For this, I'd probably just corner brackets or gussets, either should work. I don't even know if they make pocket screws for this size.


----------



## Kazooman (Jan 20, 2013)

I agree some simple gussets should do the trick. Just some scrap pieces of plywood spanning the joint between the steps, construction glued and screwed in place. Completely hidden after the treads are installed. They used to make trusses this way back in the good old days.


----------



## bilyo (May 20, 2015)

My first thoughts were as mentioned above. However, if you don't want any fasteners showing (not sure why that might matter) you could use biscuit joinery or dowels.


----------



## GR8HUNTER (Jun 13, 2016)

> I agree some simple gussets should do the trick. Just some scrap pieces of plywood spanning the joint between the steps, construction glued and screwed in place. Completely hidden after the treads are installed. They used to make trusses this way back in the good old days.
> 
> - Kazooman


+1 *DITTO :<)) ^^^^^^^^^^^^^^^^^^^^^^^^^^^^^^^^ *


----------



## kkaucher (Jul 11, 2017)

Interior or exterior? How much traffic? Skinny people or, um, of greater mass? What kind of base will the steps rest on?

If the steps are exterior, plywood gussets will eventually delaminate and steel screws will rust, unless you use marine grade ply. I'd use Kreg screws, the blue screws for exterior use. (It's not worth the additional cost for stainless.)

1/2" screws will properly secure the face joints. I'd avoid biscuits, they're great for aligning, but don't produce strong joints. Dowels would be OK, but you'd need quite a few larger-diameter dowels for the job.

If it were up to me, I'd use pocket screws.
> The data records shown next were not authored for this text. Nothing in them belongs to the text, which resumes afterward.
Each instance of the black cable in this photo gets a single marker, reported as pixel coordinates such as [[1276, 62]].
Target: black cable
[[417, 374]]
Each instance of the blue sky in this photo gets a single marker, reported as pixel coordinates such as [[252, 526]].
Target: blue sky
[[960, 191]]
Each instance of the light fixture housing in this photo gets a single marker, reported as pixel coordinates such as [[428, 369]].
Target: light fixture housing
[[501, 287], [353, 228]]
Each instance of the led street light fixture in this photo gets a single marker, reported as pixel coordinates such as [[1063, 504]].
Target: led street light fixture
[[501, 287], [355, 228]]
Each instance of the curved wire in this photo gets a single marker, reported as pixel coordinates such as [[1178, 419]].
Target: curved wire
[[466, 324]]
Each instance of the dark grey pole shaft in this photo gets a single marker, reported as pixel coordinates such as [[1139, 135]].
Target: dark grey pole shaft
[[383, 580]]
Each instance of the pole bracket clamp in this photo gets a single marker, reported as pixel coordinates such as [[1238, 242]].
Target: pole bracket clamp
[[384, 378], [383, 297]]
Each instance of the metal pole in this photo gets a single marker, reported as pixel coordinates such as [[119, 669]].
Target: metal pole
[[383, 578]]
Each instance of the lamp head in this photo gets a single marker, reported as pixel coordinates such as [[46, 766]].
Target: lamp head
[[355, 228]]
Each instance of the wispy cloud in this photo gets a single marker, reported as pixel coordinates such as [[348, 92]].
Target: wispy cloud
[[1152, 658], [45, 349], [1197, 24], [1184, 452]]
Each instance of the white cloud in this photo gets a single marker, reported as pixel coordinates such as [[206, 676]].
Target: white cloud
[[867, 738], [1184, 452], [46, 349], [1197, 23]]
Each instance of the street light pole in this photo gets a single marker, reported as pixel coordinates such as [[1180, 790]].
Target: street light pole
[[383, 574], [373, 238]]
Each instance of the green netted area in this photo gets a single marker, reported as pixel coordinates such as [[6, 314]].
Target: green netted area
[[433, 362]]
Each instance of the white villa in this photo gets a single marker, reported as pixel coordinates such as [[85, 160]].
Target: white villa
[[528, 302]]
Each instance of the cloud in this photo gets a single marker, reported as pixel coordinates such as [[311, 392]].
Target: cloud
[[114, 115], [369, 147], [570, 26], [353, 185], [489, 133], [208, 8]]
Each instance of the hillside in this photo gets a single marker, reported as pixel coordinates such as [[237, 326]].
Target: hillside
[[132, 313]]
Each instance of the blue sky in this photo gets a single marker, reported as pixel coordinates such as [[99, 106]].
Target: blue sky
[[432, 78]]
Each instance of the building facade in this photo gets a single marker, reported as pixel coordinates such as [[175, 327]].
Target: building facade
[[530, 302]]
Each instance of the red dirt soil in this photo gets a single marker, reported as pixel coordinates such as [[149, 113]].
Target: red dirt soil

Add some glue to the joints if you're nervous.


----------



## ceabrm (Dec 29, 2016)

exterior, they lead to my new shed.
i've finished the carcase, cut the treads, and now it's just sitting in place, waiting for me to figure out the best way to join the bottom and top boxes. 
i dug out a bit of grass and dirt, filled with gravel and sand, then leveled with blocks. it weighs a ton…
i've got plenty of deck screws and blue kregs in the proper sizes, i was just hoping not to have to use my nice bits on crappy, wet treated wood :/


----------